Pumpkin Waffle Sandwiches


Waffles as sandwiches.  Not exactly an original idea, I'm sure it was on a blog I found called
Waffleizer, which as I understand it, is going to have a book published all about the benefits and fabulous uses of your one-note waffle iron.  But I digress.  Whenever I make waffles I make extras. It's sort of hard not to when the recipe I use makes a big batch of batter. Besides, waffles freeze well so why not make a dozen or so for later use?  The waffles in this photo were made with pumpkin puree incorporated into the batter.

Since we had so many waffles, and I didn't freeze them, I started using the extras as "bread" for sandwiches.  It was one of those ideas born out of a desire for a sweet and savory snack.  You can use waffles in most any way as your bread.  This sandwich was Dijon Mustard, my cranberry ginger compote, sliced rosemary ham and a piece of mozzarella cheese.  Reheat or toast the waffles, and then layer on the sandwich fixings.  You won't be disappointed.

One waffle should be sufficient, fold it in half and use each half as the top and bottom of your sandwich.  If you make the waffles low-fat, with whole wheat flour, non-fat milk, and no other fat, oil or butter, you can feel good about eating these however you want!

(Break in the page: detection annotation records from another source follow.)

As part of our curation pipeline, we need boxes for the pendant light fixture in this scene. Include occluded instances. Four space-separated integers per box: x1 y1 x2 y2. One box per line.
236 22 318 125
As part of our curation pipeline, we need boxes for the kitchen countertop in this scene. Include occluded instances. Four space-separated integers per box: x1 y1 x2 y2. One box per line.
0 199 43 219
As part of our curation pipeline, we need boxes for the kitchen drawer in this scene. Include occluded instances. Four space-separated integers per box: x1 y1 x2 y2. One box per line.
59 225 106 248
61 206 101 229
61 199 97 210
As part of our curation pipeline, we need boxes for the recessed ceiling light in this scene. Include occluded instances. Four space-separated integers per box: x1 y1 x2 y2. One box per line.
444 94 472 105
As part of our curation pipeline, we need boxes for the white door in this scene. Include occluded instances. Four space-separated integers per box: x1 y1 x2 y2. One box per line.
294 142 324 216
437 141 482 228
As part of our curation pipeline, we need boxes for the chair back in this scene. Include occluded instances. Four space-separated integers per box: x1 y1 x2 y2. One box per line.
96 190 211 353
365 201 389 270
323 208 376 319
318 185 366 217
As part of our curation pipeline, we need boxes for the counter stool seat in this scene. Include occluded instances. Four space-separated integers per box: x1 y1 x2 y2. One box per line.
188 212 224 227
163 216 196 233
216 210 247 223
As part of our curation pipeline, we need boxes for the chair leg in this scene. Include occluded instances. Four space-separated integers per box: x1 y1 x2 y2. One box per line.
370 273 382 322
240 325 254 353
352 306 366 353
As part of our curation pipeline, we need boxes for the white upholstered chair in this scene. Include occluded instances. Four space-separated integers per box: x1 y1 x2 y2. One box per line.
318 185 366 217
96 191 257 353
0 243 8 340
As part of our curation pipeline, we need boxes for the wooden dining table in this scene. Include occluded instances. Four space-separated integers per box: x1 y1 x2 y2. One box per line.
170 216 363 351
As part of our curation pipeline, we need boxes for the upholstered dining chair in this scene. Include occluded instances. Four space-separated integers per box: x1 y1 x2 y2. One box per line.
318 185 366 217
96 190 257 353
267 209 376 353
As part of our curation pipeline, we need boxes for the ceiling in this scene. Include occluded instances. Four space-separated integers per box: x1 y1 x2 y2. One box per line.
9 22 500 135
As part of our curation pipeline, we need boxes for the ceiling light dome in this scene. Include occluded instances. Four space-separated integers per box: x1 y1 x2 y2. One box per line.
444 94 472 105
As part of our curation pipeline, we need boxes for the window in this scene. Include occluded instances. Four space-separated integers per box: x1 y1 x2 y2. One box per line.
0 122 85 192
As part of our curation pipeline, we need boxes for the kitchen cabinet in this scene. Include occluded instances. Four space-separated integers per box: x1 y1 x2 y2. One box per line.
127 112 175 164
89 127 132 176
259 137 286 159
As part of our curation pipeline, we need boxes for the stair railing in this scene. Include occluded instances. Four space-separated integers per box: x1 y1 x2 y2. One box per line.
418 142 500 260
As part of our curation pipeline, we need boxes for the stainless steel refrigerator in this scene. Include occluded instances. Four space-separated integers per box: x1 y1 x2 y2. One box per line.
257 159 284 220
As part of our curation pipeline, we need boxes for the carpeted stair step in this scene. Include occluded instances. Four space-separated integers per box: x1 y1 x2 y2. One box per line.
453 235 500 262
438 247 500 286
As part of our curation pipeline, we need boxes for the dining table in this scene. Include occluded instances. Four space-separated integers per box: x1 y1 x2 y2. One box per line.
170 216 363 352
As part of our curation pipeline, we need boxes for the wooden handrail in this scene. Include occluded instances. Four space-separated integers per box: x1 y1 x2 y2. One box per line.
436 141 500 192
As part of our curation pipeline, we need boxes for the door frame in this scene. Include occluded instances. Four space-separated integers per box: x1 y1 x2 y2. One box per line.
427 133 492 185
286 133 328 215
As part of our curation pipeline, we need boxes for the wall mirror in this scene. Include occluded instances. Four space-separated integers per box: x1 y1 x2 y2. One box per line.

Pumpkin Waffle Ingredients:

  • 2 Cups White Whole Wheat Flour (such as King Arthur Brand)  OR 1 Cup Whole Wheat Flour and 1 Cup All-Purpose Flour
  • 1/2 Teaspoon Baking Soda
  • 1 Teaspoon Baking Powder
  • 1 Teaspoon Salt
  • 3 Tablespoons Sugar
  • 1 Teaspoon Cinnamon (optional)
  • 2 Whole Eggs and 1 Eggwhite - beaten (or substitute 3/4 Cup Egg Beaters)
  • 2 1/4 Cups Non-fat Milk
  • 1 Cup Pumpkin Puree
  • Cooking Spray for Waffle Iron
 Directions:
  1.  Preheat waffle iron. 
  2. In one large mixing bowl, combine the dry ingredients, flour(s) though cinnamon (if using); dry whisk these ingredients together to incorporate. Set aside.
  3. In another large mixing bowl, beat the eggs and egg whites together until they are frothy then pour in the  non-fat milk  and pumpkin puree, whisking to combine.
  4. Pour the wet ingredients into the dry and fold until combined, but do not over-mix.  There may be a few lumps but all the batter should be thoroughly mixed together.  Let the batter sit for at least 15 minutes to rest, or cover and refrigerate overnight. 
  5. Spray the waffle iron with the cooking spray before using or else the waffle batter won't release!  Depending on the size of the waffle iron, ladle in 1/4 to 1/2 cup of waffle batter onto the iron; close the top and cook until the waffle is golden brown on both sides and the waffle releases easily.  Serve immediately or keep warm in a 200 degree oven.
  6. Extra waffles, should you have any left-overs, will keep covered and refrigerated for up to 4 days, or will keep frozen for up to 1 month, tightly wrapped.  Makes approximately 10 standard size (8-inch round) waffles.

1 comment:

  1. Waffle as bread is completely new to me. This look incredibly delicious. I may just have to go out and buy a waffle iron!